“I’ve been looking for my biological family my entire life,” his message read. “I was adopted in June of 1981. I was born at Mercy Hospital in Toledo. I don’t know anything about my birth parents.”
My chest felt cold. I was born on June 14, 1981, at Mercy Hospital. Same city. Same hospital. Same day.
I drove over to my parents’ house the next morning. I did not call ahead. I walked in through the back door, finding my mother folding laundry in the living room and my father reading the local paper.
I set my phone on the wooden table, showing them the message from Thomas. I pointed to his picture, which looked so much like mine it felt like looking into a slightly warped mirror.
My mother dropped the basket she was holding. A pair of my father’s work socks tumbled onto the carpet. She did not say a word to me. She did not even look at my father. She just turned around, walked down the hallway, and locked her bedroom door.
A second later, I heard the sound of her crying. It was a heavy, muffled sound that seemed to come from deep inside her chest.
My father did not go after her.
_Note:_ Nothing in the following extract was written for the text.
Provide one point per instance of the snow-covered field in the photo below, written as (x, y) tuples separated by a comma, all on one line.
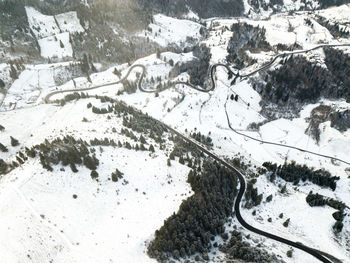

He just stared at the wall for a long moment, then reached into the cabinet for a bottle of whiskey he only kept for holidays. He poured a glass, sat down, and told me the truth about what happened in the summer of 1981.
“We were twenty two years old, Mark,” my father said, his voice barely a whisper. “I had just been laid off from the plant, and we were living in a trailer on the edge of town.
We didn’t have fifty dollars to our name when your mother went into labor.”
He took a long sip of his drink. The ice rattled against the glass.
“The delivery was hard,” he continued. “Your mother was heavily medicated, and I was sitting in the waiting room terrified. The doctor, Dr. Aris, came out and told me there was a complication. He said we had twin boys, but the second baby had a severe congenital defect.”
My father looked down at his hands, his knuckles white.
“The doctor told me the second baby wouldn’t survive the month. He said the medical bills to keep him comfortable would be thousands of dollars, and that the state would take our trailer if we couldn’t pay. He said he could handle it for us. He said there was a private state ward that took in babies like him, but we had to sign the relinquishment papers immediately so they could transfer him.”